At the bottom of this comment is a research paper that speaks to the importance of having a robust, honest, factual, accurate corporate voting system if you're interested. If we don't have that, then (as you can read from that paper), companies can be entirely destroyed or "forced" to do things that the majority do not want done/performed. It goes against the very foundation of democracy and voting.


TrueBirch t1_j32zfjo wrote

That was an interesting article. From a corporate governance perspective, it's very bad. I look at things like Apple's multi-billion dollar headquarters and wonder why they didn't shave a billion off the cost and issue a dividend instead.

For typical people with a few grand in the bank, using a broker and an index fund remains good advice. Especially when you can get a tax benefit (401k, HSA, 529, etc).


pale_blue_dots t1_j3347uz wrote

In some ways, maybe, sure. But people need to understand that shares held with a broker means you don't really own them - they don't have your name on them and, subsequently, they can (and, statistically, will) be used in convoluted schemes by the army of quants/greedy psychos/"kids"/algorithms/naïve/etc... working at hedge funds, investment banks, and the like - such that value is lost and consolidated in fewer and fewer hands.

When there's talk about "wealth inequality" this and that and "rich getting richer" and "CEO pay has risen X amount while workers' wages have remained flat" - these are some of the major, key mechanisms by which that is happening.

The problem with "phantom shares" born of lending, shorting, and failure-to-delivers isn't only relegated to corporate governance and voting as you may/are thinking.
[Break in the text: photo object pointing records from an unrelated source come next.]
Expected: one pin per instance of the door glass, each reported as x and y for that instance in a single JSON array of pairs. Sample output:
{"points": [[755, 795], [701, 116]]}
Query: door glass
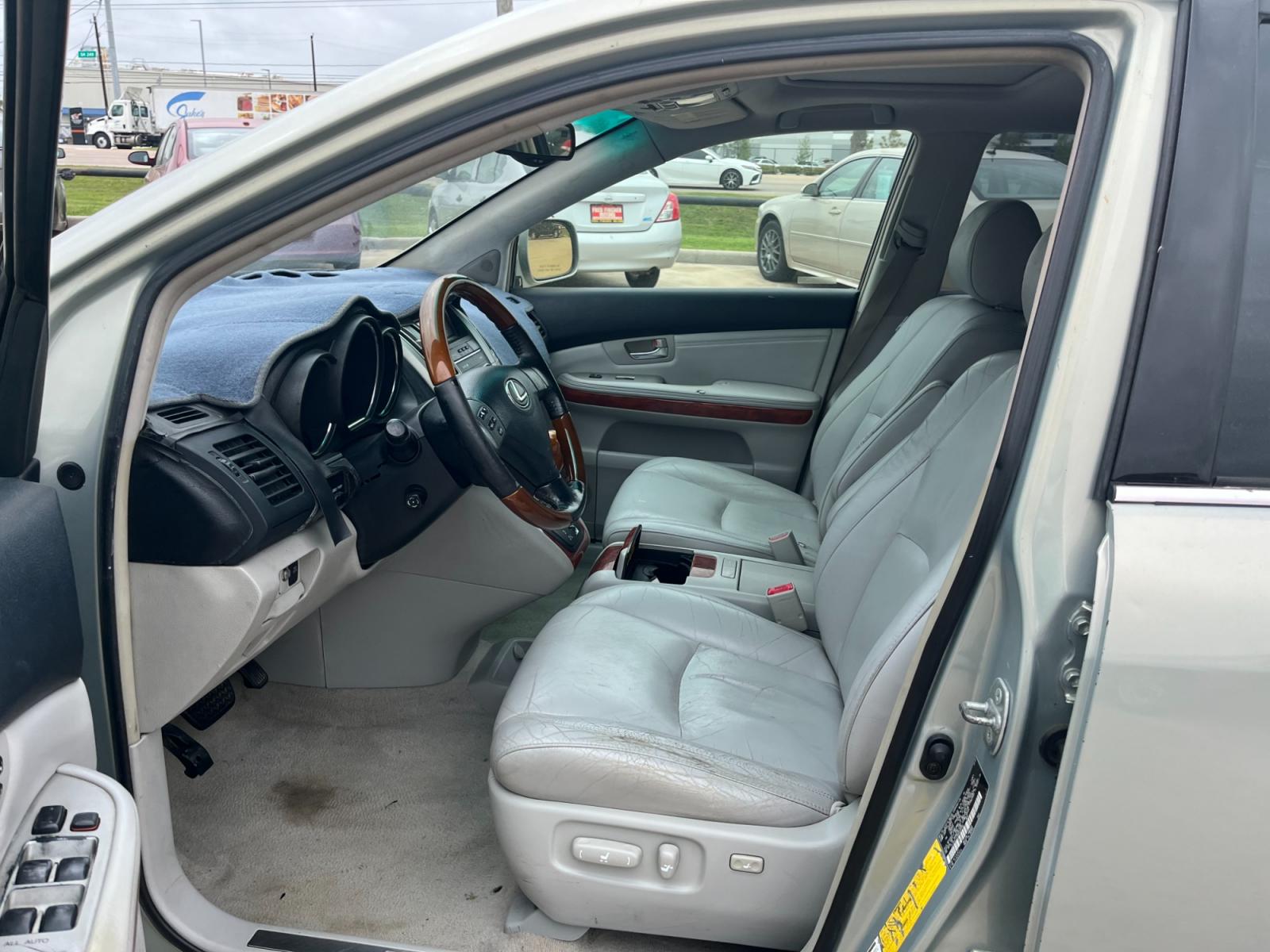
{"points": [[842, 182], [879, 184]]}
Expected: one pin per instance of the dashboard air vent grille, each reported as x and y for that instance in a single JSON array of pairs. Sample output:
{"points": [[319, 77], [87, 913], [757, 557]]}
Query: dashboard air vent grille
{"points": [[262, 466], [182, 414]]}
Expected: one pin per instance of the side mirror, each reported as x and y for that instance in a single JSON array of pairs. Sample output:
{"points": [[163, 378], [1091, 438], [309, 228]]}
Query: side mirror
{"points": [[552, 146], [549, 251]]}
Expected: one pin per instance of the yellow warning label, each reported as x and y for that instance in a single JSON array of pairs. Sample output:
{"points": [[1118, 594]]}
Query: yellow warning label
{"points": [[918, 895]]}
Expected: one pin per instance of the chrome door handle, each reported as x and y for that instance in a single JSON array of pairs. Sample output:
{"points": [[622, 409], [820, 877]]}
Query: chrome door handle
{"points": [[654, 348]]}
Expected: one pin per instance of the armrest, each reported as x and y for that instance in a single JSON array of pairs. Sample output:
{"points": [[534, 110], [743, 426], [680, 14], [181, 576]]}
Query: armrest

It means companies can be destroyed or dubiously changed -- that means lives, livelihoods, families, pensions, retirements, and more are destroyed, changed, malformed, and so on.

Average shareholders think their company has XYZ shares, but really there are XYZ10 shares - as such the value has been unjustly (and sometimes illegally) degraded.

If you didn't see it already, this speaks to the issue, as does this, and here, too which is a little more specific, but laid out in pretty easy to understand terms.


TrueBirch t1_j334r8g wrote

The real question is how people can invest who would otherwise keep extra cash in their savings account. An index fund exacerbates some bad behaviors, but it preserves value better than keeping cash, which is how most people are taught to save when they start working.


pale_blue_dots t1_j33eteu wrote

You mean enticing people to invest that otherwise would not / who are just putting it in savings?

Aside from that, yeah, I don't disagree that index funds are good in many respects.

Within context of this discussion, they would be performing better for individuals and the pensions and so on without all the legal and illegal lobbied-for loopholes that result in skimming and manipulation. It could be effectively argued through the links here and a few others (and, for example, a book titled Naked, Short, and Greedy that lays a lot of this or very clearly, in both data and abstractly) that the middle and lower classes have been... robbed... of billions and billions and billions (and billions) of dollars over the past decade alone.